Hewlett Packard Enterprise (HPE) has hedged its bets on a fledgling cyber security start-up in an effort to ramp up its service authentication offering.

The global giant has acquired the San Francisco-based Scytale for an undisclosed sum, claiming its expertise will help deliver “HPE’s plans to deliver a dynamic, open, and secure edge-to-cloud platform.”

Founded in 2017 by engineers from Amazon Web Services, Duo Security, Google, Okta, PagerDuty, and Splunk, Scytale provides service authentication across cloud, container, and on-premises infrastructures.

The start-up was a founding contributor to the Secure Production Identity Framework for Everyone (SPIFFE) and the SPIFFE Runtime Environment (SPIRE) and open source projects to the cloud native Computing foundation.

HPE claimed it would be fully committed to “continuing Scytale’s stewardship and contributions to SPIFFE and SPIRE”.

“Today, digital transformation is creating countless possibilities in a world that is hyper-connected and increasingly distributed,” Dave Husak HPE fellow and GM for the Cloudless Initiative wrote in a blog post. 

“Customers need a seamless edge-to-cloud architecture and experience that is also autonomous, open, and secure.  However, legacy and proprietary security models have failed to scale and keep pace in an ecosystem that is increasingly API-driven, containerised, dynamic, and spans from edge-to-cloud.”

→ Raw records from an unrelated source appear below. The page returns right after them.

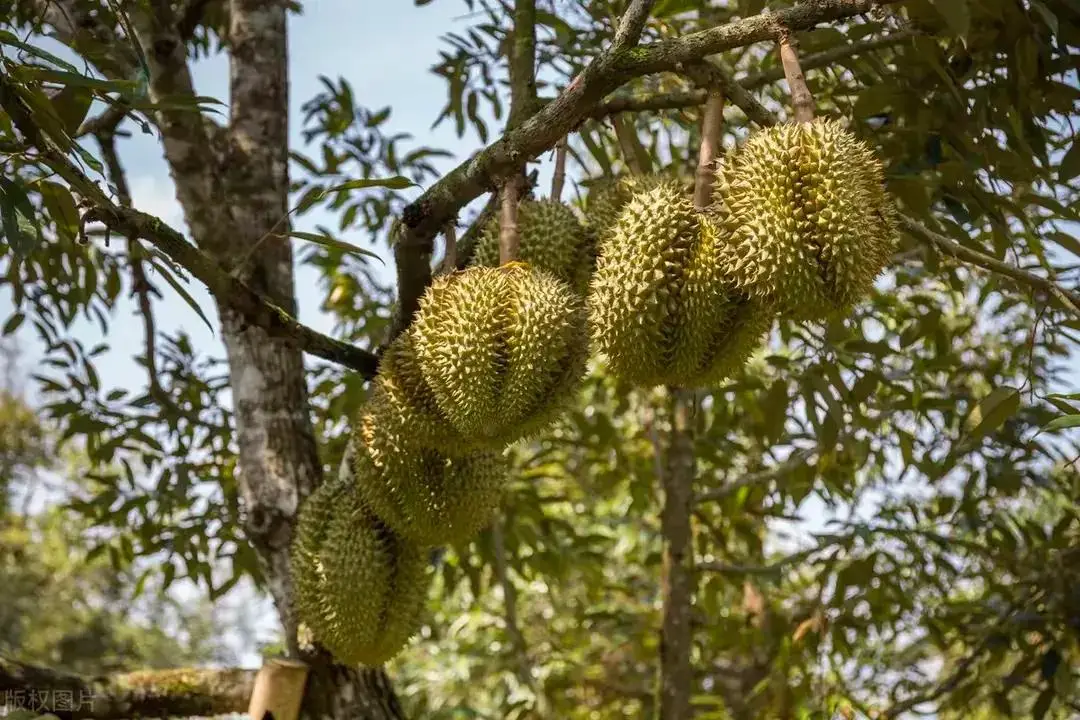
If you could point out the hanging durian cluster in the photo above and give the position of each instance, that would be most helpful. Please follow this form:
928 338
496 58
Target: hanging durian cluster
807 223
551 239
799 227
491 356
661 307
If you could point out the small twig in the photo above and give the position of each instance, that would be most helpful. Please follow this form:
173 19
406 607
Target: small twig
631 155
558 177
1068 298
715 77
801 99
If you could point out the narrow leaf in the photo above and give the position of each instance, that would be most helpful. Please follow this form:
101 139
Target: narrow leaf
328 241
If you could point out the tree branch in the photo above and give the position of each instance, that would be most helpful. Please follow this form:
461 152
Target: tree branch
424 217
752 479
133 223
148 693
691 98
1068 298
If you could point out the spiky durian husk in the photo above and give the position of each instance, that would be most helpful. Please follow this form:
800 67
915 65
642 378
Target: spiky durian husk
552 239
360 588
808 221
400 386
422 494
661 308
501 349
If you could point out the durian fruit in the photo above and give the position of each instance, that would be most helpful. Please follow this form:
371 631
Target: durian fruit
360 588
808 221
607 198
400 388
422 494
552 239
661 308
501 349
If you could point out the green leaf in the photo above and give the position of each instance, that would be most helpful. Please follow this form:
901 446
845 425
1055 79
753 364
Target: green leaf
991 411
13 323
1062 423
183 293
78 80
328 241
71 105
10 39
61 205
957 15
14 203
1070 163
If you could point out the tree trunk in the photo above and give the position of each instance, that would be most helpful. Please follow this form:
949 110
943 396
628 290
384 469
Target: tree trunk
676 641
279 462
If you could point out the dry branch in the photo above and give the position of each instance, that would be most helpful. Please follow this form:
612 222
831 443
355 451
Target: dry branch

According to HPE, the Scytale team, including its founders, Sunil James, Emiliano Berenbaum and Andrew Jessup, will join the company.

The acquisition of Scytale will tie-in nicely with HPE’s acquisition last year of MapR’s AI analytics platform and Blue Data in 2018, from which it launched the Kubernetes-Certified HPE Container Platform. 

“Our goal is to deliver services and products that advance these developments, and provide our customers and partners with the fastest-possible path to application modernisation,” Husak added.

Meanwhile, Scytale’s Sunil James wrote in a blog post that, under HPE, the former start-up will “toil to maintain this transparent and vendor-neutral project, which will be fundamental in HPE’s plans to deliver a dynamic, open, and secure edge-to-cloud platform.”